Haccombe with Coombe
Haccombe with Coombe is located within Teignbridge local authority area. Historically it formed part of Wonford Hundred. It falls within Moretonhampstead 1 Deanery for ecclesiastical purposes. The Deaneries are used to arrange the typescript Church Notes of B.F.Cresswell which are held in the Westcountry Studies Library. In 1641/2 7 adult males signed the Protestation returns.
A parish history file is held in Newton Abbot Library. You can look for other material on the community by using the place search on the main local studies database. Further historical information is also available on the Genuki website.
Maps: The image below is of the Haccombe with Coombe area on Donn's one inch to the mile survey of 1765
On the County Series Ordnance Survey mapping the area is to be found on 1:2,500 sheet 110/13 Six inch (1:10560) sheet 110SW
The National Grid reference for the centre of the area is SX898702. On the post 1945 National Grid Ordnance Survey mapping the sheets are: 1:10,000 (six inch to a mile: sheet SX87SE, 1:25,000 mapping: sheet Explorer 031, Landranger (1:50,000) mapping: sheet 202. Geological sheet 339 also covers the area.

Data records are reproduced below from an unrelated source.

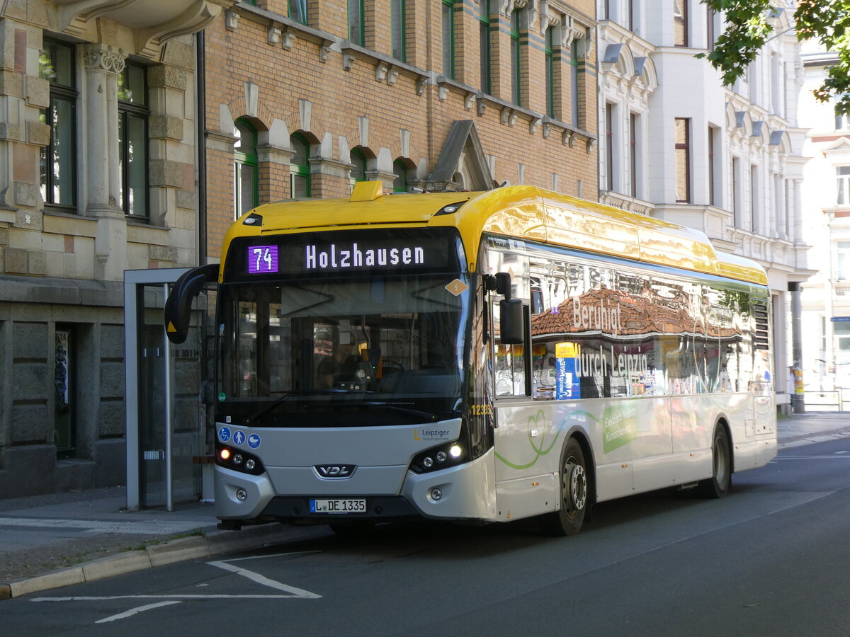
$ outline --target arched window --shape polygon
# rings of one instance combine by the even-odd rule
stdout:
[[[289,138],[295,154],[289,161],[289,188],[292,199],[310,197],[310,145],[298,133]]]
[[[240,118],[233,125],[233,211],[238,219],[257,206],[257,129]]]
[[[365,182],[366,180],[366,156],[357,149],[351,151],[351,187],[354,187],[355,182]]]
[[[148,213],[148,74],[141,65],[127,62],[118,76],[118,170],[121,206],[133,219]]]
[[[394,193],[407,192],[407,166],[400,160],[393,162],[393,174],[395,178],[393,180]]]

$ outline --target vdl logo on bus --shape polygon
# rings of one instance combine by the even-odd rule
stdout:
[[[355,465],[314,465],[314,471],[323,478],[347,478],[357,468]]]

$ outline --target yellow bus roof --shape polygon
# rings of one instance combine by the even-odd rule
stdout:
[[[454,212],[443,211],[450,204],[462,206]],[[473,258],[478,254],[482,233],[492,233],[762,285],[768,283],[758,263],[715,251],[700,230],[535,186],[382,194],[380,183],[358,182],[349,198],[288,200],[254,208],[228,230],[222,253],[227,253],[236,237],[366,227],[445,226],[459,229],[467,254]],[[474,262],[469,263],[469,269],[476,269]]]

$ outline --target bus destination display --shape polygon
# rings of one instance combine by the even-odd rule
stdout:
[[[247,251],[249,274],[278,273],[277,245],[249,245]]]
[[[442,228],[368,233],[308,233],[275,244],[242,245],[243,275],[456,271],[456,235]],[[266,240],[268,241],[268,239]],[[234,273],[235,274],[236,273]],[[237,275],[238,276],[238,275]]]

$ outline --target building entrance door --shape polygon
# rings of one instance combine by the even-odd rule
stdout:
[[[207,296],[193,302],[185,342],[166,338],[162,307],[187,268],[124,273],[127,508],[196,500],[211,452],[203,401]]]

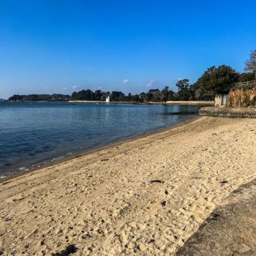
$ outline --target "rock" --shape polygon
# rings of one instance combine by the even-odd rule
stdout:
[[[129,249],[132,249],[134,247],[134,244],[132,242],[129,242],[127,245],[126,245],[126,247],[127,248],[129,248]]]
[[[245,253],[251,250],[251,248],[244,244],[233,244],[227,247],[231,252],[237,253]]]
[[[146,249],[144,244],[140,244],[138,248],[142,252],[145,252]]]

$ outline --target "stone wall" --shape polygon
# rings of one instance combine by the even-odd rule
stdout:
[[[230,108],[256,108],[256,89],[237,89],[230,91],[226,107]]]
[[[170,100],[167,101],[167,105],[214,105],[214,102],[206,100]]]
[[[256,108],[203,107],[199,116],[256,118]]]

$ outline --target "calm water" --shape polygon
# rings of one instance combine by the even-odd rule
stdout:
[[[0,102],[0,176],[167,127],[197,106]]]

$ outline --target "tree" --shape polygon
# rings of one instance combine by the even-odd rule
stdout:
[[[245,61],[244,71],[253,72],[256,80],[256,49],[251,51],[249,59]]]
[[[198,79],[197,83],[203,91],[207,91],[212,100],[216,94],[227,94],[239,80],[239,74],[230,66],[212,66]]]
[[[247,81],[252,81],[255,80],[255,73],[254,72],[248,72],[248,73],[241,73],[240,75],[240,83],[244,83]]]
[[[176,83],[178,87],[178,99],[180,100],[188,100],[189,99],[189,83],[188,79],[182,79]]]
[[[124,94],[121,91],[113,91],[111,92],[110,98],[114,102],[118,102],[123,99]]]
[[[167,102],[169,99],[169,86],[165,86],[162,90],[162,101]]]

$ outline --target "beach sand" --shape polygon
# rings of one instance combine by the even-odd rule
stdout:
[[[1,255],[174,255],[256,178],[256,119],[182,124],[2,180]]]

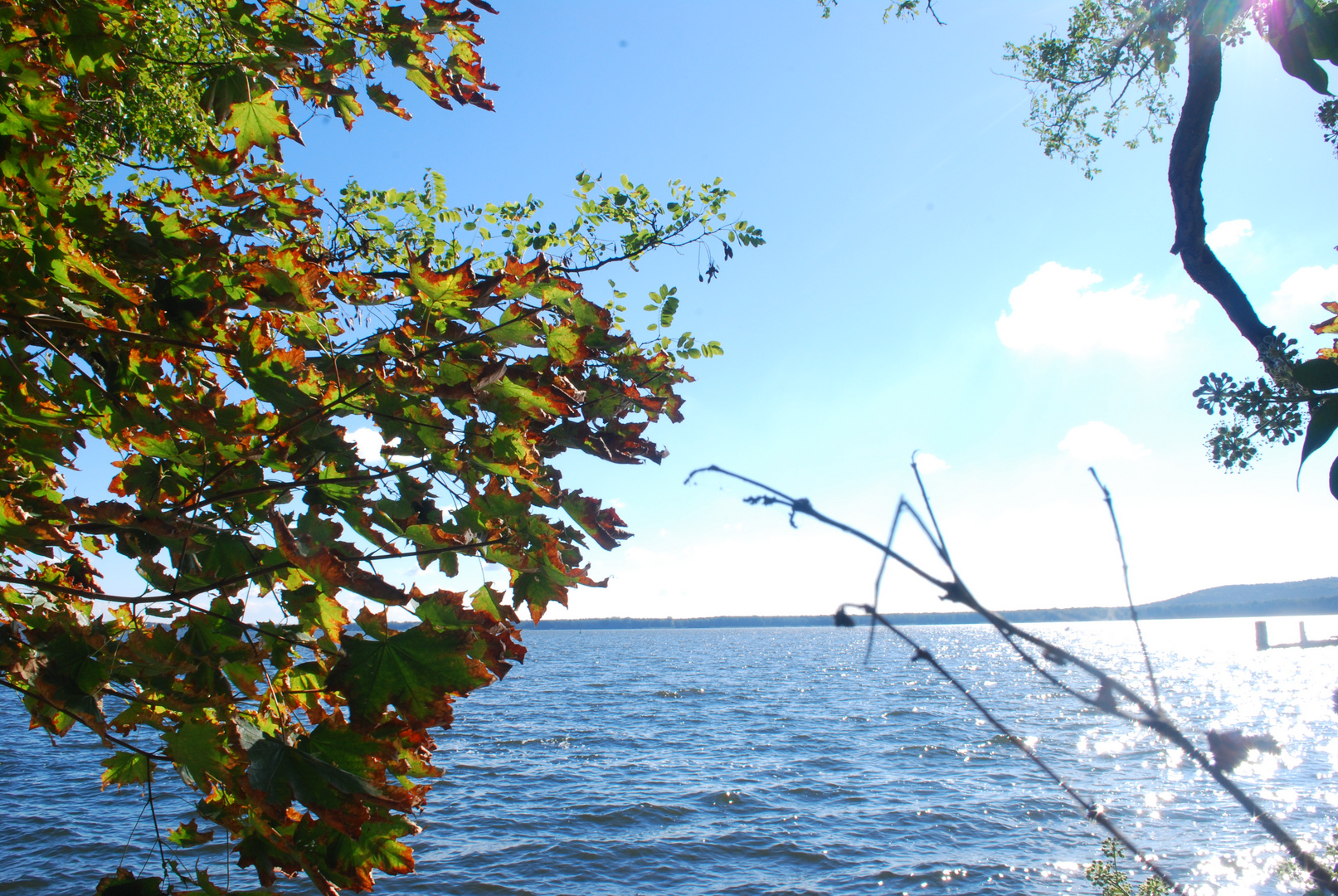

Extract from Devon by W.G.Hoskins (1954), included by kind permission of the copyright holder:
HACCOMBE WITH COMBE is a union of two ancient ecclesiastical parishes. Combeinteignhead (to give it its full name) is a village lying where a long valley (combe) opens out on to the estuary of the Teign. Coombe Cellars is one of those attractive old "riverside inns (there are several in Devon) of which many townspeople have happy memories, of carefree summer evenings long ago. It was also a noted smuggling centre in the early 19th century Combe church (dedication unknown) is a 14th to 15th century church with transepts, too vigorously restored by Medley Fulford in 1887-8. There is a fine rood-screen, a notable 12th century font, and some remarkable carved bench-ends (16th century) in the N. transept. In this transept also are the tombs and memorials of the Hockmore family of Buckland Barton. The chancel is small and dark, and looks rebuilt. Near the church are the almshouses, in red sandstone, given by William Bourchier, 3rd Earl of Bath, in 1620.